As a family-based organization we try to be independent of public support. However, during the 2010 epic floods in Pakistan when I had just turned 80, I made a personal appeal to the general public to sponsor me to hike up, twenty times,Vancouver’s steepest mountain, Grouse Grind (elevation gain 933 m in 2.9 km distance). I received an enthusiastic response from the Canadian public in support of the flood victims. I even became a ‘celebrity’ for a few micro seconds; see the link: http://www.cbc.ca/news/canada/british-columbia/b-c-senior-begins-grind-climbs-for-pakistan-1.961860

Hiking up the Grouse Mountain (August 2010)

I feel I have paid my moral debt to Pakistan, but now I am continuing the social development work in Pakistan; to leave a better world behind.
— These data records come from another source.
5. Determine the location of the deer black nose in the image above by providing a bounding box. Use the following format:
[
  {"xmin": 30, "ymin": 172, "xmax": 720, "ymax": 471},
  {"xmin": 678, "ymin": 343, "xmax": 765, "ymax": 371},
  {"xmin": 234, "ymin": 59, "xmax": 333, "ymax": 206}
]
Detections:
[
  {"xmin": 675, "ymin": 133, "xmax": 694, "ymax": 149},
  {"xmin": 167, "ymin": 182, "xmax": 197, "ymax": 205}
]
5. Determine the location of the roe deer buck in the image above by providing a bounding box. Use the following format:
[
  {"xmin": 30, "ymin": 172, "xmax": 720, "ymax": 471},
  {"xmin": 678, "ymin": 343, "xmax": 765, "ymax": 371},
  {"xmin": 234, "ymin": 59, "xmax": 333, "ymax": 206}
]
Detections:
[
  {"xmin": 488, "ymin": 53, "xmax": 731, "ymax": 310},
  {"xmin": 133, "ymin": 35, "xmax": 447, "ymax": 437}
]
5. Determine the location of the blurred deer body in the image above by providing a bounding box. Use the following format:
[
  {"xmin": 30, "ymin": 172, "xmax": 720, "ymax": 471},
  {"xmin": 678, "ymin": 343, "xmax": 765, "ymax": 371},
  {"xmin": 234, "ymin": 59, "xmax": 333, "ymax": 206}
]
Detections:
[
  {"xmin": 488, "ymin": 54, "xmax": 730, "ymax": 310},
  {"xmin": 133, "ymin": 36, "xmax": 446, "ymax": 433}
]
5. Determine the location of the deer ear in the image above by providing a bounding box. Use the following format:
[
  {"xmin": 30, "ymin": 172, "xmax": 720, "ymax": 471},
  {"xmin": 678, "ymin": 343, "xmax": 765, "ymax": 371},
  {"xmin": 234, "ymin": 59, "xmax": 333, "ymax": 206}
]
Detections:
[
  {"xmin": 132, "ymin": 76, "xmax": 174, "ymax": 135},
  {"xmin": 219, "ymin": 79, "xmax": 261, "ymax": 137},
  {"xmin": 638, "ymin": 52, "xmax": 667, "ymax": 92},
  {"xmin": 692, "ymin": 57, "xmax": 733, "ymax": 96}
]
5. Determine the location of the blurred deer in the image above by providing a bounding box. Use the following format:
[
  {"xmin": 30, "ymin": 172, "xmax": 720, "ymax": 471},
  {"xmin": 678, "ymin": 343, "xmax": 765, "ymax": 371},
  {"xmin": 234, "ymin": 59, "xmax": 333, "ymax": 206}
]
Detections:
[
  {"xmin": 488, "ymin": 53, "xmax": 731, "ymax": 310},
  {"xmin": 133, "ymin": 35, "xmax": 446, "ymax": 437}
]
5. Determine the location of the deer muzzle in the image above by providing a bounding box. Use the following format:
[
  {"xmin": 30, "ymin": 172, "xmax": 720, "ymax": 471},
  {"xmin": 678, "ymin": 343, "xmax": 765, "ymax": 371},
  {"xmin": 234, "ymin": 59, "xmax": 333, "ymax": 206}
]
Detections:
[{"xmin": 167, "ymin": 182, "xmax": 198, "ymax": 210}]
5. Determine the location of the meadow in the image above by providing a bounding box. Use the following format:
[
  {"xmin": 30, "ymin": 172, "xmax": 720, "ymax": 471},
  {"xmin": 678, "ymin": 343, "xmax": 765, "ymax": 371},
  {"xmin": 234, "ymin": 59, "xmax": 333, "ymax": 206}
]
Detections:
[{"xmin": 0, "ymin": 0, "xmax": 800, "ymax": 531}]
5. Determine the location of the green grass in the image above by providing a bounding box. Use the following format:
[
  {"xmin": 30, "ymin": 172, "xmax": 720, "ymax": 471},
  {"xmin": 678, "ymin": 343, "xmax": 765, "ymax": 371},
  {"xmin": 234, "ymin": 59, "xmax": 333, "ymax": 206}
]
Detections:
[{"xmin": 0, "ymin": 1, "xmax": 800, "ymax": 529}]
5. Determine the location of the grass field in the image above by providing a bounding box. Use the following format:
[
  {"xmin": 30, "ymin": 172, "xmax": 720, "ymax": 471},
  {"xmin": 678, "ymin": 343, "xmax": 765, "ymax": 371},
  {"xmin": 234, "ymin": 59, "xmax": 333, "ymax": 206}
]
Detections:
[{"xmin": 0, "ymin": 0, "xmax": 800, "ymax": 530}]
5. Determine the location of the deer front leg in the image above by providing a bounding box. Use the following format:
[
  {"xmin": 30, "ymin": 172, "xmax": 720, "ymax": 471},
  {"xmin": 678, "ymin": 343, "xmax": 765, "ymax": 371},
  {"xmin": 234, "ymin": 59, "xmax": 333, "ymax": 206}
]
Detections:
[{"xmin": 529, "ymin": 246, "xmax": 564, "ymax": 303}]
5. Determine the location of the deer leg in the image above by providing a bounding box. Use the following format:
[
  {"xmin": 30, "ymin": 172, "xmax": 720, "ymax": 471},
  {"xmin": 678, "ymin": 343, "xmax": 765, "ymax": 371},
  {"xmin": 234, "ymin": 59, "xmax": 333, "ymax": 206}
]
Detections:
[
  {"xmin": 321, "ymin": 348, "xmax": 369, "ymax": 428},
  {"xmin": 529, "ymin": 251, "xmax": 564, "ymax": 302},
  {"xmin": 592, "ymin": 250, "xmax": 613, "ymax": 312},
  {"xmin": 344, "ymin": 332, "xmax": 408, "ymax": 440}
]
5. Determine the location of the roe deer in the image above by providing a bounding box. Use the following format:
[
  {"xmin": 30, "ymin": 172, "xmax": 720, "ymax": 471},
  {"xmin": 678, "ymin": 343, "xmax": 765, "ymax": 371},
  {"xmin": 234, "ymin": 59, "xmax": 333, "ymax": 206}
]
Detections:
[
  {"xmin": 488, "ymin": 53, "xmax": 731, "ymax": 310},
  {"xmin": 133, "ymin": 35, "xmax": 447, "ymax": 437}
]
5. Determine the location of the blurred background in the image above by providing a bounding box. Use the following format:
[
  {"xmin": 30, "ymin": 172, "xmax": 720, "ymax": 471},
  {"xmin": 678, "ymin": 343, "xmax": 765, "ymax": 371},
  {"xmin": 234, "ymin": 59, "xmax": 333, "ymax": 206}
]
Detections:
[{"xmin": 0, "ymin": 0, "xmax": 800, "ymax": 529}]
A few years after starting this Foundation, I was blessed with my first grandchild, a boy, in 2001. The economics did not justify my daughter, his mother, to remain employed and pay for hired help to take care of her son. So, she started studying for a Master’s degree while I took over the function of a nanny. After four years the challenge repeated itself: my daughter had another child and she decided to start her doctoral studies while I continued with my nanny’s job. During these years I have learned all there is to learn about diaper rash. I wonder sometimes whether I could enter Guinness Book of Records as “the man who has changed most diapers”.

I am still doing cross-country skiing in winter and Grouse Grind during summer. All in all, it has been a very satisfying life for me. I feel I am truly blessed.

In November 2012, I received a surprise phone call from Joyce Murray, MP Quadra, informing me that I have been selected to receive Queen Elizabeth II Diamond Jubilee Medal.  The event was held on Sunday, December 16, 2012, Vancouver, Canada. The citation read:

 “Exceptional leadership as a humanitarian and philanthropist, including providing schooling for almost 4000 children, mostly girls, through founding of the Maria-Helena Foundation to provide educational opportunities to disadvantaged children in Pakistan.”